If they never need to make another console, and the consumer never needs to purchase one, they wouldn't focus on making software for a system that doesn't make any money. They would shut down that division entirely because they've been reduced to being a storefront for software on competing hardware. They're now not only competing against each other (Xbox and PS) but now also against Steam, Android and iTunes.

Service exclusivity is an extreme drop-off from hardware exclusivity. Service exclusivity means almost nothing in terms of gaining sustainable customer support. I'm not invested in your service if there is no investment to be made on my part. Customers are extremely fluid between Origin, GoG and Steam - even when products are exclusive to one service. Customers are not nearly as fluid between Xbox and Playstation.

In your example, you have just made the PSN and XBL services as densely populated as Steam and iTunes by expanding their potential storefront marketplace dramatically. It is only easier to get noticed on the current gen console marketplace because it's a closed ecosystem with limited titles. And the reason it's impossible to get noticed on, say, Steam, is because it's not locked to a hardware specific ecosystem and everyone releases everything on it. This would literally be shooting yourself in the foot.

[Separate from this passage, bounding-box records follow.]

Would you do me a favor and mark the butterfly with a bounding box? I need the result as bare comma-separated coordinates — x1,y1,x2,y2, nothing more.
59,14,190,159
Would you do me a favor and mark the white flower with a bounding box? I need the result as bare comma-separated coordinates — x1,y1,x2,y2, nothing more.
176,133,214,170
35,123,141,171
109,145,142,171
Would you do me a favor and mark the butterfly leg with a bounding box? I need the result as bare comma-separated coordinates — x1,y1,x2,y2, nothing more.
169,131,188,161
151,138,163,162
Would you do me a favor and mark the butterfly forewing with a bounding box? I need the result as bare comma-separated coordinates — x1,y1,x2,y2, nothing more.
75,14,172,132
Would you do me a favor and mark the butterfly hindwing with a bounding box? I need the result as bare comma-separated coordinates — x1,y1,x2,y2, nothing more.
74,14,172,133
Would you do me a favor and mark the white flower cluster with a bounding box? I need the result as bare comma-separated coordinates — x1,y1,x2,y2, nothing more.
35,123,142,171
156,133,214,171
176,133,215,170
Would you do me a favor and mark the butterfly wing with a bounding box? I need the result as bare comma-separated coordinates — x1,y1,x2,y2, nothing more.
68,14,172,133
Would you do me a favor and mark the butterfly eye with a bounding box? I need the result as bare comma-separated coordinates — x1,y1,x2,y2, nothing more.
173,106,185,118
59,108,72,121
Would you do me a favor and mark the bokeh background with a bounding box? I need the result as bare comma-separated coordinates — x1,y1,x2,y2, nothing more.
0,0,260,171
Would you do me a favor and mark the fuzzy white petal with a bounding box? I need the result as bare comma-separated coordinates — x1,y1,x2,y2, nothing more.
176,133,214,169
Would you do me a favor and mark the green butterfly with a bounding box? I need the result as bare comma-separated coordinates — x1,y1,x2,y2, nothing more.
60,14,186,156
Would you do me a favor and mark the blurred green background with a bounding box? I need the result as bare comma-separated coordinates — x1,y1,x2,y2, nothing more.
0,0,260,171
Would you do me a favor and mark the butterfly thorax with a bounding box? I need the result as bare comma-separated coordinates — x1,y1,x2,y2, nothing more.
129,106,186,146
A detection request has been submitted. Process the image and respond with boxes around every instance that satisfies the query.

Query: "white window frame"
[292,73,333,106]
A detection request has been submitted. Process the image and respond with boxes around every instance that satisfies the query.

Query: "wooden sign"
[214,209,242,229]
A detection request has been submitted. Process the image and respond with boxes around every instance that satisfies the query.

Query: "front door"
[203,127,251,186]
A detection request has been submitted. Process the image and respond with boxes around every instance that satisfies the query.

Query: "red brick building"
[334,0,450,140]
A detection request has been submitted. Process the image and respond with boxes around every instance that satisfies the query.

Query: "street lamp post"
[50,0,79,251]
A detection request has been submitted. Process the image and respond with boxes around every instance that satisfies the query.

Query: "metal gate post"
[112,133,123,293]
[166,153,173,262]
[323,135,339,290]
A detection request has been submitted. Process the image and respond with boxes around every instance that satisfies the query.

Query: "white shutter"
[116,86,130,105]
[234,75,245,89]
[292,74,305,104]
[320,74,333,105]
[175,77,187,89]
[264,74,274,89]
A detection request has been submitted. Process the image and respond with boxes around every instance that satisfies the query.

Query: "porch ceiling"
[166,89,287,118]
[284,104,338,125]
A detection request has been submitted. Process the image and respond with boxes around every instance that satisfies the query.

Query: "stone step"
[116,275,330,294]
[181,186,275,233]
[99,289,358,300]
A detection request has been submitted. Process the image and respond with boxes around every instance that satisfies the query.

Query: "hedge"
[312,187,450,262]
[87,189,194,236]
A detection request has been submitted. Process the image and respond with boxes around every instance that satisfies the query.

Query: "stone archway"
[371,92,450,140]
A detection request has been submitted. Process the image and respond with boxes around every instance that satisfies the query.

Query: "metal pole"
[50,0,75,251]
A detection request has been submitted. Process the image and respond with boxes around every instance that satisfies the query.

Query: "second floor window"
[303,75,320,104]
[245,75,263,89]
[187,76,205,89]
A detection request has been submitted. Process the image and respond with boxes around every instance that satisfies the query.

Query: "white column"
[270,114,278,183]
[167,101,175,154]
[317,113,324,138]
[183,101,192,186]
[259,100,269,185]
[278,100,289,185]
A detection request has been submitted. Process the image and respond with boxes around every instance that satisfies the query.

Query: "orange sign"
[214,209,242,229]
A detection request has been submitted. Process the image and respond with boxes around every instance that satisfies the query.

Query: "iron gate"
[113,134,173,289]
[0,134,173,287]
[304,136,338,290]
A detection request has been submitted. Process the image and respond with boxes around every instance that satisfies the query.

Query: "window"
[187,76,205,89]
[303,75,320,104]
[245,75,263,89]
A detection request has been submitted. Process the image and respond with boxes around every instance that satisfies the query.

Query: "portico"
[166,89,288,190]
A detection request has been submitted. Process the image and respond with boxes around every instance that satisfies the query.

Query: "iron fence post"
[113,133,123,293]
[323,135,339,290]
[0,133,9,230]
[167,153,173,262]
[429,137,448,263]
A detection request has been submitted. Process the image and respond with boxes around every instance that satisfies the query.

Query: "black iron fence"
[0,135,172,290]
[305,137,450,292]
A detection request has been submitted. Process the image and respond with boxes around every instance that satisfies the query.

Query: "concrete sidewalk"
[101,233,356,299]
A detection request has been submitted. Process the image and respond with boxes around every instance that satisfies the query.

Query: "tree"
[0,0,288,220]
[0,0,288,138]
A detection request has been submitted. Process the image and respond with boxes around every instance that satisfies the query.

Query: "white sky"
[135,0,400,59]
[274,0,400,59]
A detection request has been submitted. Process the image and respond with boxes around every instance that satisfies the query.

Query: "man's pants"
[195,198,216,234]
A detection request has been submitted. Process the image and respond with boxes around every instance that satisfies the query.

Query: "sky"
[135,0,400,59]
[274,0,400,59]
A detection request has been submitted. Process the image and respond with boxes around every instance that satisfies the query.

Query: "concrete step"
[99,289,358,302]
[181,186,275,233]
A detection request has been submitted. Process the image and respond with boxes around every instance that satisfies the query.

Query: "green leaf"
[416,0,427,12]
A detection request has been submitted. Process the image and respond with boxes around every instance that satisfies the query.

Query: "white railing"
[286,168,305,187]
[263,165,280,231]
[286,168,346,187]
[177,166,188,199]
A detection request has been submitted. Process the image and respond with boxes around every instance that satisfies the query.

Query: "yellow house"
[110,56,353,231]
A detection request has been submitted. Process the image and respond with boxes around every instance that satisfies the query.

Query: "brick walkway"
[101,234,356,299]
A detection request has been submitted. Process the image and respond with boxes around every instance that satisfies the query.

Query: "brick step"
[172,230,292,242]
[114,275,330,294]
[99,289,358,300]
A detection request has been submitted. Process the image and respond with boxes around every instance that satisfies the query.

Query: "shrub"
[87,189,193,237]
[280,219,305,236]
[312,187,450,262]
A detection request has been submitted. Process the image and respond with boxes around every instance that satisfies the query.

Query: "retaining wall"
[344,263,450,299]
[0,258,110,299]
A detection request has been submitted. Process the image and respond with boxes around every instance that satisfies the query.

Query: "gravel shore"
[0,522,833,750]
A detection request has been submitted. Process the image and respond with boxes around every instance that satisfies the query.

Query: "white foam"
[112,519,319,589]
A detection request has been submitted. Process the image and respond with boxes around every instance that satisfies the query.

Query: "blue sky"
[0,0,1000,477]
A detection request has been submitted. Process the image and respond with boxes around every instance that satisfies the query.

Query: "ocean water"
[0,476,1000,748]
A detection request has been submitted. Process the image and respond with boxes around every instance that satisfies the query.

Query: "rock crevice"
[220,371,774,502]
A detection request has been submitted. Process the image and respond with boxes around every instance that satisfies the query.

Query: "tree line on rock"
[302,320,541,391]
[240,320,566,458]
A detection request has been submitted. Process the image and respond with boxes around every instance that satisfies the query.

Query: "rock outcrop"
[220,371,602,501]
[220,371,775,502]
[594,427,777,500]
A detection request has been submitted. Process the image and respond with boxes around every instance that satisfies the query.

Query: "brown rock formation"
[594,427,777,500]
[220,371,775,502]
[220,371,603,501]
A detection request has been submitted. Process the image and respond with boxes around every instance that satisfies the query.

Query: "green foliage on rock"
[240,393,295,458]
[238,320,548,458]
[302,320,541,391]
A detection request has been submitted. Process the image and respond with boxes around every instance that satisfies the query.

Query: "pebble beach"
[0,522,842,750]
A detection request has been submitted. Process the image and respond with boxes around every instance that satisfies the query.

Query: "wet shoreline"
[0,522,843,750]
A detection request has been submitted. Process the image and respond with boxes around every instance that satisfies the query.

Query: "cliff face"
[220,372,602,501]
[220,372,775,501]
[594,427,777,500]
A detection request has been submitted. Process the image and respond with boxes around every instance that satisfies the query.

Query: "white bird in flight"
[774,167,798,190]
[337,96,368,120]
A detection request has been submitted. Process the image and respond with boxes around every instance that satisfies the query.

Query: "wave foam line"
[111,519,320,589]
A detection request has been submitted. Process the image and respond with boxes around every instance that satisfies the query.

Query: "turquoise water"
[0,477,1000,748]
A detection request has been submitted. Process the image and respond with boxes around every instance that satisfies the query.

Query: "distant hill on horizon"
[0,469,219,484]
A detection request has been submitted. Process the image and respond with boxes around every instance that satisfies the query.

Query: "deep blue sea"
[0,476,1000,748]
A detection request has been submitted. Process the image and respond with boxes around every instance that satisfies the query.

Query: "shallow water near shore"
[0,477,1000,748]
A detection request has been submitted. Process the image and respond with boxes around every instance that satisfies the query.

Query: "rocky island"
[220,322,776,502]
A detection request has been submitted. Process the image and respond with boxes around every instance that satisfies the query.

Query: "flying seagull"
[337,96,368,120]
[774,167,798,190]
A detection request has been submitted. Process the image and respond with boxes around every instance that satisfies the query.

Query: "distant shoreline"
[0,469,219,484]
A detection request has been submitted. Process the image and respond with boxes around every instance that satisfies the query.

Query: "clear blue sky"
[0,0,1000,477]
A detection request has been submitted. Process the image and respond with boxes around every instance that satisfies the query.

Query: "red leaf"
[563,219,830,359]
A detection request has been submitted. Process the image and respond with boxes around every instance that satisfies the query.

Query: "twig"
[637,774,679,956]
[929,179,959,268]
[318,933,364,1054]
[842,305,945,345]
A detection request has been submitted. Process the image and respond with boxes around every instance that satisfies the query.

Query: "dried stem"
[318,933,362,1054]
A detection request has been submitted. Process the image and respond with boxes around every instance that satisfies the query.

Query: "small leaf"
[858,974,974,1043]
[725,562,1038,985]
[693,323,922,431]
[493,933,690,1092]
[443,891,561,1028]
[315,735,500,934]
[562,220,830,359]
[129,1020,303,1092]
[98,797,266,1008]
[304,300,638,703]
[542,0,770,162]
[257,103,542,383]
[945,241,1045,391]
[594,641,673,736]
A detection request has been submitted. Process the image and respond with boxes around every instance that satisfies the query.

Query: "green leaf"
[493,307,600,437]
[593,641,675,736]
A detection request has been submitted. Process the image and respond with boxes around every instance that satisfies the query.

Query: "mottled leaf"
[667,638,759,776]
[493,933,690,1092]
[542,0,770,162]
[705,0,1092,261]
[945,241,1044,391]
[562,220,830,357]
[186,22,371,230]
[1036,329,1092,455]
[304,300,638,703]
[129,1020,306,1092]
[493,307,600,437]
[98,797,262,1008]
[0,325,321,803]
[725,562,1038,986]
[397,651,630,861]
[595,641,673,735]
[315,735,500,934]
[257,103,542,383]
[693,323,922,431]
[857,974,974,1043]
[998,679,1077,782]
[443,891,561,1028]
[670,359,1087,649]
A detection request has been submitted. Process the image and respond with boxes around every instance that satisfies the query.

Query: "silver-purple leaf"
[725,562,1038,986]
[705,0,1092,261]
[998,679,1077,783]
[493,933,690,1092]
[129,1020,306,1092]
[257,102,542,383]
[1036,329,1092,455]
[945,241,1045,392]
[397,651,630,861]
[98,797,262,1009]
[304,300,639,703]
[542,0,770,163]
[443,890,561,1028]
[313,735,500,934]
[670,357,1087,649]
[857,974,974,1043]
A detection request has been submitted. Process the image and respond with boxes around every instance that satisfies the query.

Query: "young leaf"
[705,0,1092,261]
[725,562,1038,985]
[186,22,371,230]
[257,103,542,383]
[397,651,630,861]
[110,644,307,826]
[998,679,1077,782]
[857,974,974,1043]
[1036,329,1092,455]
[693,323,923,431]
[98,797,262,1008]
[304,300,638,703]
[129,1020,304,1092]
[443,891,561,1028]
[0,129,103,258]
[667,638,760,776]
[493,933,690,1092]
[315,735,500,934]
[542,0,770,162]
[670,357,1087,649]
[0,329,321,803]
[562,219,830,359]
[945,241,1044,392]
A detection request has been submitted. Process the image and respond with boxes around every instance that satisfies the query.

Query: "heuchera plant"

Simply put: Customers and developers get their games everywhere. Xbox and Playstation brands are in more people's hands. Everyone wins, right? Probably.

Cons

  1. Would AAA publishers be willing to give up the customized engines they have invested years into in order to use one everyone else is using? Would Nintendo even try doing something like this? I obviously have left them out of this conversation because they still put the biggest emphasis on hardware between the three.
  2. Optimizing for a single platform.. is kind of gone when there isn't just one platform. Would be an issue for the high-end of games.
  3. iOS and Android currently ask for a cut of in-game purchases, which means that the game you bought from Xbox for your iPhone may have to be bought through a web browser or a completely different computer instead of the Xbox app itself.

No, they would not. There would also be significant resistance from every current multi-platform engine developer in addition to all the major studios that use proprietary engines.

Optimization doesn't just happen for high-end games. If a 2D platformer doesn't have at least some optimization, it will still run like shit. Even FEZ ran like absolute crap on certain hardware before significant optimizations were made. Minecraft is another offender. If you can't (or don't) allow optimizations per hardware spec, no one is going to use your engine.

Steam actually does this too in a way. If your game has in-game purchases, they generally request that you include a 'DLC pack' that can be sold through the Steam storefront containing some in-game purchase items, currency, or whatever. That's why many of the FTP titles on Steam have DLC packs that you can't get anywhere but Steam. It's a compromise. I assume that PSN and XBL have similar compromises.

To conclude, you are making a ton of incorrect assumptions about the current market, about the size, scope and purchasing habits of PC and mobile market, about the size, scope and purchasing habits of the console market, about the differences between PC, mobile and console consumers, about how games are developed, about what engines do, about why optimization is important, about why Microsoft and Sony don't want to just be a storefront, about how proprietary hardware drives Microsoft and Sony software development, about why closed, distinct platforms are actually better for manufacturers, developers and consumers, about the valuation of hardware exclusivity vs service exclusivity, and about how the industry, in general, works.